The other aspects that drew me in are the budget and time constraints that Anna Rose Holmer had to contend with and use to her advantage. Even for an indie film, €150,000 is a tiny-ass budget. As someone who spends the work week dreaming about quitting her job and making movies, successful small budget films like this one are inspiring. The principle shoot was only twenty days and took place in a Cincinnati, Ohio all-purpose room with nasty, overhead fluorescent lights. When I was in school, many of my best films were created with self-imposed (or universe-imposed) constraints. Whenever a filmmaker has ample time, money, and actors, the end results are not necessarily better; as a matter of fact, they're often worse (e.g., all of those shitty Marvel movies).

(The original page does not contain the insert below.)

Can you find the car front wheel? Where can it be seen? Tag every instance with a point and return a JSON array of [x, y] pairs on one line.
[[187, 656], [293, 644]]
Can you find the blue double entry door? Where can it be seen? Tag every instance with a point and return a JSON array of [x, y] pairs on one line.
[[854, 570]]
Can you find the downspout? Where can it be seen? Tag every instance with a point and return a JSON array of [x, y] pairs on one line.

"The Fits" deals with its constraints in a pretty masterful way. One aspect that immediately stuck out to me is the script: it barely has any dialogue. When dealing with young, inexperienced actors and a short shooting schedule, cutting out dialogue is an excellent way to make sure the film wraps on time. In an interview with Jezebel, Holmer says,

You know, we really see The Fits as a dance film, from frame one to the closing credits. So many of our choices were about movement as communication, and how we use our bodies as markers in different ways to consciously and subconscious [sic] tell the world about ourselves.

Holmer lets dance tell the story and takes the onus off the dialogue.

Paul Yee, the cinematographer, talks about some of the limitations he faced while shooting the film (see the IndieWire article linked above):

The community center was a challenge because there were so many vertical and horizontal lines built into the architecture. Certain rooms and hallways looked crooked unless the camera was perfectly level at a zero degree tilt, so that became another self imposed limitation - we avoided shooting anything high or low angle unless it was absolutely necessary.

With these self-imposed shooting constraints, the film develops a distinct, cohesive look that actually serves the narrative much better than more variety would have.

"The Fits" is full of lessons on how to make the most of limitations. Although I wouldn't call it one of my favorite films of 2016, I would definitely categorize it as one of the most useful and important, especially for aspiring filmmakers.

I haven't talked much about the plot or the messaging here, because I feel it's pretty straightforward. To sum it up in one line from the dope song at the end, "Must we choose to be slaves to gravity?" If we don't make a conscious effort, it's easy for our own lives and identities to be taken over by the forces of the universe. If we believe what we're told, question nothing, and simply let things happen to us, we might end up in a situation where, oh, I don't know...a fascist dictator is running our country and with each passing day, more of our fundamental rights are stripped away.

In "The Fits," Toni's image of herself is shaped by societal implications and the people around her. When the younger girls start to experience the fits, we see Toni begin to think about identity and causation for the first time. What does/not determine whether or not she'll also experience "The Fits?" Does she have any control over the situation? Should she try to control the situation? Toni might not have a firm grasp on what it is that she wants (and the viewer also isn't privy to that information), but we can see the wheels start to turn, and that's what is important.